Dès le départ, deux tournées ont été mises en place: le mardi à Notre-Dame-des-Landes, Casson et Héric; le jeudi à Herbignac et Saint-Joachim et le centre itinérant s’installe également le lundi après-midi à Blain. Il y a une forte demande pour Montoir: le centre de Saint-Nazaire est trop éloigné pour permettre à de nombreuses familles bénéficiaires de s’y rendre.

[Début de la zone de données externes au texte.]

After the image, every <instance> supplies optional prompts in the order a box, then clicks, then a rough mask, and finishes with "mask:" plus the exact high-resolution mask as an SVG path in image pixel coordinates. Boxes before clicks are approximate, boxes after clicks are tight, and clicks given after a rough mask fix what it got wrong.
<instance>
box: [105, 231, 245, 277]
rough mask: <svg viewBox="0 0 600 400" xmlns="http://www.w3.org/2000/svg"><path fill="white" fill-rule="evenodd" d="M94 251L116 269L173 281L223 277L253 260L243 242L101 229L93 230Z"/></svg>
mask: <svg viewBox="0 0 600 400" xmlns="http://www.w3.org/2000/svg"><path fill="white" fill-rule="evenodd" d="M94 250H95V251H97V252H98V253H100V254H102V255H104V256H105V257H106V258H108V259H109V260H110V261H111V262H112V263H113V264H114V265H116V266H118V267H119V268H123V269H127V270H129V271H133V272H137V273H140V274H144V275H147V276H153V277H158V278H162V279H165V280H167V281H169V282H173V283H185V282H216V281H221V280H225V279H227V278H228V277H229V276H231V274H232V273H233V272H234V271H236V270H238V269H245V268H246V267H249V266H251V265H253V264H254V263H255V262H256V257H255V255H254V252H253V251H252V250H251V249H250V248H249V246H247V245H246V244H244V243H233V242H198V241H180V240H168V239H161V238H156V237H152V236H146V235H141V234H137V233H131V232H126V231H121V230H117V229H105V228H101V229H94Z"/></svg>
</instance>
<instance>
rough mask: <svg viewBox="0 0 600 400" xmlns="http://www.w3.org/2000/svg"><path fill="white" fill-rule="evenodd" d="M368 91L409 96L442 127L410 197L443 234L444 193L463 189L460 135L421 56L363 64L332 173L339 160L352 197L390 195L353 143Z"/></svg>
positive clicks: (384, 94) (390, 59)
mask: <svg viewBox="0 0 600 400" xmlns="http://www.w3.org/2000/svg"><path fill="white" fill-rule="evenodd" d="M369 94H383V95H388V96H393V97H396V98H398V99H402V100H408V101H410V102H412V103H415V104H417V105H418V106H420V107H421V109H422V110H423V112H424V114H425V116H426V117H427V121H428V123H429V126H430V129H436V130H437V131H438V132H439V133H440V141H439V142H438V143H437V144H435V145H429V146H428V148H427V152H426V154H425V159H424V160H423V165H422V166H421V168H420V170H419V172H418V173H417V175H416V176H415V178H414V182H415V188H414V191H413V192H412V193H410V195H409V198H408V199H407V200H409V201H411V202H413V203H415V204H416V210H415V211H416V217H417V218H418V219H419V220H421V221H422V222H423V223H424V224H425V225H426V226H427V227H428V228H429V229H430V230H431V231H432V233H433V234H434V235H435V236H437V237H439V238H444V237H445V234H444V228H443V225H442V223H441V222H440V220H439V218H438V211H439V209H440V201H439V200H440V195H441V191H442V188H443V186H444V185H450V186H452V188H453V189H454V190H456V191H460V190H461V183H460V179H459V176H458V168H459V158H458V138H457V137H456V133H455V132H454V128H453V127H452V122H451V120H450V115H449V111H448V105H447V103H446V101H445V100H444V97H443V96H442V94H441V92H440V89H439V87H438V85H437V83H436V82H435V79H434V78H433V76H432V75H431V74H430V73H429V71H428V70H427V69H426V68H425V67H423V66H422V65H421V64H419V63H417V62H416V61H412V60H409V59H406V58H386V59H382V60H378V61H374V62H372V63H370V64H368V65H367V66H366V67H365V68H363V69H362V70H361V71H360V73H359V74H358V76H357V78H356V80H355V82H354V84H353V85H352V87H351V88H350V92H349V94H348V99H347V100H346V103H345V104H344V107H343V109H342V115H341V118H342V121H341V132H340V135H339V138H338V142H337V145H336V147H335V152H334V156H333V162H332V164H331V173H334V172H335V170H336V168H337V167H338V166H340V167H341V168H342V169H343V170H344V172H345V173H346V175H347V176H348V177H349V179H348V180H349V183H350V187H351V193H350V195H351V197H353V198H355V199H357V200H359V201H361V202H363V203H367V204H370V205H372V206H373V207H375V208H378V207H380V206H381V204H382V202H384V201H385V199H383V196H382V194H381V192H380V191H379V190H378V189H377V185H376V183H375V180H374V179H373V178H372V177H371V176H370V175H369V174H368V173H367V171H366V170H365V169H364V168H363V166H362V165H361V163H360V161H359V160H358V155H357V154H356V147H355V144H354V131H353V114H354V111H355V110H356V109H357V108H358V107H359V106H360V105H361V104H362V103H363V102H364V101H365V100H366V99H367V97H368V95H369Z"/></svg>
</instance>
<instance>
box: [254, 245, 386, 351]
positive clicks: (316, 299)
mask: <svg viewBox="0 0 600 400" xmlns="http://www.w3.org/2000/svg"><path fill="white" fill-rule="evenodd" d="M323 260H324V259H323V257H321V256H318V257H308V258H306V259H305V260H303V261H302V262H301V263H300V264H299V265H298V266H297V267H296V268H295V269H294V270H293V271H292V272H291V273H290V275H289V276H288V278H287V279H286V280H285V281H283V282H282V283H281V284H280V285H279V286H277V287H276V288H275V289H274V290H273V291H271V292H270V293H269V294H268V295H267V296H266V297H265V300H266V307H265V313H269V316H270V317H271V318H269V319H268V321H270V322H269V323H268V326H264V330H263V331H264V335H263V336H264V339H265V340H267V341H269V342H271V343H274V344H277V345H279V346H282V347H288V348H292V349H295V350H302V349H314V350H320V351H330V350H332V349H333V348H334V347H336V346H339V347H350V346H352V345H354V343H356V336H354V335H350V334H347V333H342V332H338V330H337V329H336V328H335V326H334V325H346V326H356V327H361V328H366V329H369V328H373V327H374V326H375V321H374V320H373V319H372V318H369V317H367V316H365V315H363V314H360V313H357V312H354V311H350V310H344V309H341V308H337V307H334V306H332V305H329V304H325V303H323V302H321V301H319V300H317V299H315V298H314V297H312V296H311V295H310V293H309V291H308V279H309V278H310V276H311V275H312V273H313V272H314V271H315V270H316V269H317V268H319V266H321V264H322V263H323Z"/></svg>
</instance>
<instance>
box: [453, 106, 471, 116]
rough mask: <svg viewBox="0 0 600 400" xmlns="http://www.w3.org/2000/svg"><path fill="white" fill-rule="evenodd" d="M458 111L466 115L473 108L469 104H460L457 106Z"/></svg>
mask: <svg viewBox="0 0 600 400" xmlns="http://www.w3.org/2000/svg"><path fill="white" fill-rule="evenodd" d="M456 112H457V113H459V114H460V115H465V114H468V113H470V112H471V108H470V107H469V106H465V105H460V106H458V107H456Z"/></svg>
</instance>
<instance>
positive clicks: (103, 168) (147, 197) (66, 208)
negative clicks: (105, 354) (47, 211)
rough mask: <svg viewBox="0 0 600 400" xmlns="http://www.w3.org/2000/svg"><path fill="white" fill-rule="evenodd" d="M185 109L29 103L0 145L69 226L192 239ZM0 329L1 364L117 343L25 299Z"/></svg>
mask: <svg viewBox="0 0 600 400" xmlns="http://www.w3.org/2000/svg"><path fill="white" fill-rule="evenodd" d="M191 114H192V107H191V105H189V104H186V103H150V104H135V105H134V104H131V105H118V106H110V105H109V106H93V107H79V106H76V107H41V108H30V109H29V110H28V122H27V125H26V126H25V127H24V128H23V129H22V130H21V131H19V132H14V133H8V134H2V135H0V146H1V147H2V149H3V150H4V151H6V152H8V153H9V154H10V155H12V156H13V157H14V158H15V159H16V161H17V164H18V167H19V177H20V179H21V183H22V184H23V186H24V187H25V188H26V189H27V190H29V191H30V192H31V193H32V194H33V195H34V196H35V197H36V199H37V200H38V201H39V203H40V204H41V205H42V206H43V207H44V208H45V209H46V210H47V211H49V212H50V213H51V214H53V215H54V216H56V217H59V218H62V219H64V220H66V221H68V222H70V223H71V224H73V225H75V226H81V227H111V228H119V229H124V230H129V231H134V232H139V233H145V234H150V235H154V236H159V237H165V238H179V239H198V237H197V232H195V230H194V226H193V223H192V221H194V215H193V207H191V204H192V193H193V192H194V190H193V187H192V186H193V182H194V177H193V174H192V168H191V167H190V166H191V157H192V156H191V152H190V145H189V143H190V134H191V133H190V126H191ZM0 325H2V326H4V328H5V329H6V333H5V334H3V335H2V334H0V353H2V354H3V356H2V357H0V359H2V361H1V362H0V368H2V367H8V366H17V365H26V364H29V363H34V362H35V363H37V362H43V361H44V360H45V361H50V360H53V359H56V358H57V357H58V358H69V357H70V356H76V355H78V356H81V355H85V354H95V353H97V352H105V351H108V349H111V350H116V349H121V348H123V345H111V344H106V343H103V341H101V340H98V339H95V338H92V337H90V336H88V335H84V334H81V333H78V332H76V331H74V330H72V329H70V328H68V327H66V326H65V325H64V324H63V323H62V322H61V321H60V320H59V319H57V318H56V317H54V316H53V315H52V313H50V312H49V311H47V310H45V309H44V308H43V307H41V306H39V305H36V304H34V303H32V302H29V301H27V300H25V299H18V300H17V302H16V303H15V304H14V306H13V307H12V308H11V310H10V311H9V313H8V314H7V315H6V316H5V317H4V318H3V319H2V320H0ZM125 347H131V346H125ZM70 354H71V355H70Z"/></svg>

Dans le département, il y a encore des “zones blanches”. Ce qui manque maintenant, ce sont des bénévoles en nombre suffisant pour organiser une autre tournée.
Un projet financé
Par respect pour les bénéficiaires et pour les bénévoles qui le mettent en œuvre, les Restos de Loire-Atlantique ont opté pour un fourgon tout neuf qu’ils ont fait équiper par des professionnels. La dépense est importante, d’autant qu’il a fallu aussi investir dans une chambre froide pour équiper le local où est basé le centre itinérant et dans deux véhicules légers pour assurer la ramasse dans des conditions sanitaires satisfaisantes (respect de la chaîne du froid). Un budget total de 85 000 € totalement financé par un don de la Fondation Lidl et des subventions publiques.